# Kamikoto mystery steel



## Bladegeek (Jul 12, 2017)

here's a question for which I don't hold out much hope for finding a satisfactory answer, but might as well ask:

I recently came across a targeted ad on FB for Kamikoto knives. I was intrigued, thus I did what any empirically-minded knife-nerd would do, and I contacted the company to ask them specifically what kind of steel they used and they politely refused to answer. That I found to be highly suspicious, as every other knife I've ever come across gives at least some type of meaningful info about the steel used in production. 

My question, then, is: does anyone have any meaningful info on the steel?

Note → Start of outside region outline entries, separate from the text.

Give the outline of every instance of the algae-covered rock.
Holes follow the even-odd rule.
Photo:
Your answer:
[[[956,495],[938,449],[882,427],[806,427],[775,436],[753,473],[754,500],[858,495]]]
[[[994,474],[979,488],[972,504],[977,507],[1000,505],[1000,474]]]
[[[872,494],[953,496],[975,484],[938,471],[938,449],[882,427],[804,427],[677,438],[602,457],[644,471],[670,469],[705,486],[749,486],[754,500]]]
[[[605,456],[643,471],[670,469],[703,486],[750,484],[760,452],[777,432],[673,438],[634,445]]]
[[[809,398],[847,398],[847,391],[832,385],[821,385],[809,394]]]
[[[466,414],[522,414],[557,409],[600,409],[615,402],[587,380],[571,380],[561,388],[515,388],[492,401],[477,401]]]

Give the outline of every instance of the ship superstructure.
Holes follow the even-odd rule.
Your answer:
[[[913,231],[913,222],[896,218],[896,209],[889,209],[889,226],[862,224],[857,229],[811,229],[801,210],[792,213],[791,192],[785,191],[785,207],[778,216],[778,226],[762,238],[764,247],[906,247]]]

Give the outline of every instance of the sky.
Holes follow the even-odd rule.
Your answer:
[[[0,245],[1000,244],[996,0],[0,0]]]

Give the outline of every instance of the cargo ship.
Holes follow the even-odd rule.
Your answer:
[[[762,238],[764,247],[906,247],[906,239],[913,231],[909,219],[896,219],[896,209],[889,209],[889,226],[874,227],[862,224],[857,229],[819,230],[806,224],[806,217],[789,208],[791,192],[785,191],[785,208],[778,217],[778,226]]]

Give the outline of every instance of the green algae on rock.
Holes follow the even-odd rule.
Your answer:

Not general knife performance, but any metallurgical specs?

Much obliged, 
Andy


----------



## scott livesey (Jan 25, 2013)

Nope, went to website, all they say is corrosion resistant steel. If you watch the video, the blade steel is clad with another stainless. now do you buy the santoku from their website for $675 or from eBay for $169?


----------



## scott livesey (Jan 25, 2013)

there was a lot of discussion on these knives earlier. read this thread https://cheftalk.com/index.php?threads/kamikoto-knives.91253/ they talk about Niigata steel, it is the same as saying Pittsburgh steel 40 years ago.


----------



## rick alan (Nov 15, 2012)

scott livesey said:


> Nope, went to website, all they say is corrosion resistant steel. If you watch the video, the blade steel is clad with another stainless. now do you buy the santoku from their website for $675 or from eBay for $169?


Or do you opt for something from a less hoaky company, likely both costing less [than the ebay price] and being a whole lot better?


----------